Despite years of research and hundreds of reports on tumour markers in oncology, the number of markers that have emerged as clinically useful is pitifully small. Often initially reported studies of a ...marker show great promise, but subsequent studies on the same or related markers yield inconsistent conclusions or stand in direct contradiction to the promising results. It is imperative that we attempt to understand the reasons that multiple studies of the same marker lead to differing conclusions. A variety of methodological problems have been cited to explain these discrepancies. Unfortunately, many tumour marker studies have not been reported in a rigorous fashion, and published articles often lack sufficient information to allow adequate assessment of the quality of the study or the generalisability of the study results.
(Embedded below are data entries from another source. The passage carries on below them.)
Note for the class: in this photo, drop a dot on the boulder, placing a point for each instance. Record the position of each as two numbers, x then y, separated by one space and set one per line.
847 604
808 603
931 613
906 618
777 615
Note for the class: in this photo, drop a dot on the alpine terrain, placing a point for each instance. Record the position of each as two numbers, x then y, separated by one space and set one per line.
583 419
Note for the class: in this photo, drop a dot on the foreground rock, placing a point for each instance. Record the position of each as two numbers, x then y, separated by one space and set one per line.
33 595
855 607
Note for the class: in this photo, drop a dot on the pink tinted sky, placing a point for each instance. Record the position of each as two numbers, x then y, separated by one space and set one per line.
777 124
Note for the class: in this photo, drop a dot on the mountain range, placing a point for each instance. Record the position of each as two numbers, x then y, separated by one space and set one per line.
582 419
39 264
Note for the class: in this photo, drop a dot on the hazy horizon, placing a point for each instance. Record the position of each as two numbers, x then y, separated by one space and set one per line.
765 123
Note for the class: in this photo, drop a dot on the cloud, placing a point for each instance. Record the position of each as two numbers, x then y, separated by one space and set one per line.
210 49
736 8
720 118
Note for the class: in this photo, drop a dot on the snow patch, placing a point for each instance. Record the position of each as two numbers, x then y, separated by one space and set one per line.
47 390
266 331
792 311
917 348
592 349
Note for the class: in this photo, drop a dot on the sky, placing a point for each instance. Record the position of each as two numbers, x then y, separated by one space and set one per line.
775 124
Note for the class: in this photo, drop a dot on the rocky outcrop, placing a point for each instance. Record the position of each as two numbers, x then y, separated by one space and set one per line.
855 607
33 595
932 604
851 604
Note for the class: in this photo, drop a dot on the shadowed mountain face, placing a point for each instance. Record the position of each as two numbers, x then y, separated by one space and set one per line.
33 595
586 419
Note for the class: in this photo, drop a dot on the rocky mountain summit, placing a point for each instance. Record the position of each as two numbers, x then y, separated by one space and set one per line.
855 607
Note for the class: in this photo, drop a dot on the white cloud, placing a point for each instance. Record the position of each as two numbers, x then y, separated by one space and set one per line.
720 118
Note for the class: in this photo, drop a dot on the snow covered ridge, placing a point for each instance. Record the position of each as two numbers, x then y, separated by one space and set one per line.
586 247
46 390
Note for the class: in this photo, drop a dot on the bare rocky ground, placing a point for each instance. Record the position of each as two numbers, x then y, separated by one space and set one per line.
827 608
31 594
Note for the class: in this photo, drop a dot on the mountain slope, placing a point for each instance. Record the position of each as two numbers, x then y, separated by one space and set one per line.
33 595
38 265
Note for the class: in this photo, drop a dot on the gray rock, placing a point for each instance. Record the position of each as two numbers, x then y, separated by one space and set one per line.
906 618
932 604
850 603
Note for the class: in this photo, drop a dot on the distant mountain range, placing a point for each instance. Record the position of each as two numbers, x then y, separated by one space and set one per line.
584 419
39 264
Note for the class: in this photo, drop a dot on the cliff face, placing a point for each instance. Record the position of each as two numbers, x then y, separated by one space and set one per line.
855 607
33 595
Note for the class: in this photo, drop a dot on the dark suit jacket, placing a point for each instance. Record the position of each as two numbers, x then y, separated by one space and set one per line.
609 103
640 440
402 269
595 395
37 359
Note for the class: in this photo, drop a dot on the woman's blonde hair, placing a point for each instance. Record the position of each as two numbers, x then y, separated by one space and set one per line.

The development of guidelines for the reporting of tumour marker studies was a major recommendation of the US National Cancer Institute and the European Organisation for Research and Treatment of Cancer (NCI-EORTC) First International Meeting on Cancer Diagnostics in 2000. Similar to the successful CONSORT initiative for randomised trials and the STARD statement for diagnostic studies, we suggest guidelines to provide relevant information about the study design, preplanned hypotheses, patient and specimen characteristics, assay methods, and statistical analysis methods. In addition, the guidelines suggest helpful presentations of data and important elements to include in discussions. The goal of these guidelines is to encourage transparent and complete reporting so that the relevant information will be available to others to help them to judge the usefulness of the data and understand the context in which the conclusions apply.